Eine quasi-chronologische Beschreibung der Erzählung des Bildes enthielte
(hier dargestellt an einem Holzschnitt Cranachs)

Cranach, Gesetz und Evangelium, Holzschnitt um 1530Das Jüngste GerichtDie Rechtfertigung des SündersDie HimmelfahrtDie KreuzigungDie eherne Schlangedas Abendmahl (Blutstrahl der Gnade)Johannes der TäuferHirten auf dem FeldeMaria EmpfängnisDie ProphetenEmpfang der Gesetzestafeln durch MoseVertreibung aus dem ParadiesDer Sündenfall

  1. den Sündenfall (1. Mose 3)
  2. die Vertreibung aus dem Paradies (1. Mose 3, 22ff.)
  3. den Empfang der Gesetzestafeln durch Mose (2. Mose 20ff.)
  4. die Ehernen Schlange (4. Mose 21, 4-9)
  5. die Propheten, vor allem den Propheten Jesaja (Jes 7,14; 40,3; 42,1-4; 53,4; 61, 1-2).

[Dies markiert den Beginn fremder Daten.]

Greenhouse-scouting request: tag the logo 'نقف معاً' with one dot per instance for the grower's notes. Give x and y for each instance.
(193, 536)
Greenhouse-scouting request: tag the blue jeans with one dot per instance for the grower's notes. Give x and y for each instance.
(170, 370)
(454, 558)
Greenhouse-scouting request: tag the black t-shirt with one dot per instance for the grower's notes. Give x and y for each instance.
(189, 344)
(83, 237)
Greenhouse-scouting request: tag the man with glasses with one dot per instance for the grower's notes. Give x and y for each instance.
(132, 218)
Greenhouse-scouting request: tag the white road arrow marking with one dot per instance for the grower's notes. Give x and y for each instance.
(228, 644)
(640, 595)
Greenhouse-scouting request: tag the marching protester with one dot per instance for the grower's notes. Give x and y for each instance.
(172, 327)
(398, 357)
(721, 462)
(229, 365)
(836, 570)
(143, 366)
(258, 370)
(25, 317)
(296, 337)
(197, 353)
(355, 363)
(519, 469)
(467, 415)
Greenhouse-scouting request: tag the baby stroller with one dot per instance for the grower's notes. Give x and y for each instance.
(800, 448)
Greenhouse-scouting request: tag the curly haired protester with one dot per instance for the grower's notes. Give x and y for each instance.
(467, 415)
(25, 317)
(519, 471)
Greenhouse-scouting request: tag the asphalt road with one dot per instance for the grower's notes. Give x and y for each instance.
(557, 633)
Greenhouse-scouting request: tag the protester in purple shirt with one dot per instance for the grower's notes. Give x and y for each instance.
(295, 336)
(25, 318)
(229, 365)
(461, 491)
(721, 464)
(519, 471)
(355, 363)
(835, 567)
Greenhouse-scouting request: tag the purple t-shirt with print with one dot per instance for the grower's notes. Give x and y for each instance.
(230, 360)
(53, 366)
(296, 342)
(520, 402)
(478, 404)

    Sie wechselte dann im neutestamentlichen Teil zu
  6. Maria Empfängnis (Mt 1 par.)
  7. den Hirten auf dem Felde (Lk 2, 8f.),
  8. Johannes dem Täufer (Mk 1,1ff. u.ö.),
  9. dem Abendmahl (Mt 26, 17ff. par),
  10. der Kreuzigung (Mt 27,31ff. par),
  11. der Auferstehung (Mt 28 par)
  12. der Himmelfahrt (Apg 1) 
  13. der Rechtfertigung des Sünders (Röm 3,21; 4,25; 5,18)

    und sie endete proleptisch mit
  14. dem Jüngsten Gericht (Mt 25, 31f).

Der durch das Bild vollzogene typologische Vergleich wird nahegelegt durch Röm 5,12: "Deshalb, wie durch einen Menschen die Sünde in die Welt gekommen ist und der Tod durch die Sünde, so ist der Tod zu allen Menschen durchgedrungen, weil sie alle gesündigt haben." bzw. 1.Kor 15,45: "Wie geschrieben steht: Der erste Mensch, Adam, »wurde zu einem lebendigen Wesen« (1.Mose 2,7), und der letzte Adam zum Geist, der lebendig macht."